TV shows and movies have given us the impression that working in the FBI is exciting, but it actually involves carrying a bunch of boxes out of a house. It’s like having to help someone move every day.
I call my smoke detector Gordon Ramsay because every time I cook it screams at me
I feel closer to people when I am cleaning because dust is composed mostly of human skin.
when i’m stressed i close my eyes and imagine i’m on a beach, neurotically pacing back & forth within a very small section of that beach
A dead goose is called a ghoost
When you get to Customs and they ask if you have anything to declare, “Thumb War” is not the answer they were looking for.

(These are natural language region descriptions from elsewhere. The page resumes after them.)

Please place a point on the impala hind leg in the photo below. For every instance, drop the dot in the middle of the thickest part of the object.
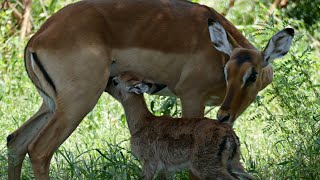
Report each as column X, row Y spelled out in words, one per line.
column 19, row 140
column 71, row 107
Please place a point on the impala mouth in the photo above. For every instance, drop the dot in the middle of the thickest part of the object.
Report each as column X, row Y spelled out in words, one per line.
column 225, row 117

Imagine being reincarnated as grass?
Smothered by snow. That melts and then you get trampled by kids at play, shit on by dogs, scorched by sun, flooded by rain, then once a week have your head chopped off.
If you’re looking for ideas, a family bike ride is another fun way to sit and listen to your kids complain for an hour.

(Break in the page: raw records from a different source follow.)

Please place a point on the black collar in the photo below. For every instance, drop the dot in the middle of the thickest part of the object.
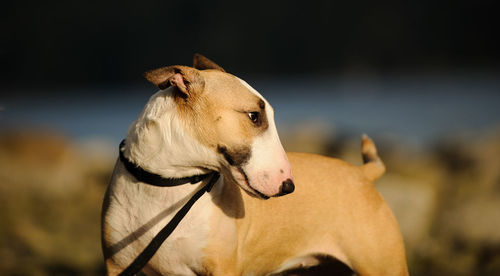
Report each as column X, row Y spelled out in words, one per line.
column 155, row 179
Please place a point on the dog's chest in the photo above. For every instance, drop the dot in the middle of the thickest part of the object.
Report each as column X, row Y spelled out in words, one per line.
column 138, row 212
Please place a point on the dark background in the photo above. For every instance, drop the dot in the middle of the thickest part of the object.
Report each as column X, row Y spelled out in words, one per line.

To apply for a job at Hooters do they hand you a bra and say, “Here, just fill this out.” ?
*leaves work early and pulls in to seedy 4 hours stay motel on the highway. Looks around to make sure no one sees*
Me: This is going to be so great.
*sleeps for 4 hours*
My schedule in my 20s revolved around kids’ feeding, baths, and diapering. My schedule in my 30s revolved around kids’ school and activities. My schedule in my 40s revolves around my bladder.
RIP that guy in the audience of the eric clapton unplugged session whose head literally exploded when he realized the song was “layla”
It shakes the bottle vigorously or else it gets the pre-ketchup.
NASA: we’re sending astronauts back to the moon
Me: good, return them to their natural habitat
Venmo me $20 and I’ll show up to your work on Valentine’s Day in a suit and tie (with flowers!) begging for you to take me back. For an extra $5 I’ll do it to an unsuspecting co-worker
Sorry I’m late, I was combing granola bar out of my daughter’s hair for 25 minutes
my glass coffin company “remains to be seen” is not doing as well as i thought it would.
If I don’t post proof of my bubble bath…did it even actually happen.
Quarantine sucks in a house that’s haunted because a message suddenly appears in blood saying “YOU USUALLY LEAVE AT 7:45.”
[best read with a French accent]
“I am so very sorry sir, without a reservation, there is simply nothing I can do for you.”
Your honor, this whole trial thing is really hurting my client’s feelings
Me (texting): Help I’m in the pantry hiding from the murderer
Murderer: Probably shouldn’t have used speech-to-text
[First day as a beaver]
Me: Dam.
I mean I’m over it but I’m definitely going to bring it up again after a couple drinks
I’d dust but it would defeat the medieval castle ambience I’m going for.
People who think it’s okay to drop by,
It’s not okay. If you aren’t carrying an Amazon box for me, do not even consider ringing my doorbell for I will hide from you even after we make eye contact through the window on your walk up the sidewalk I DGAF.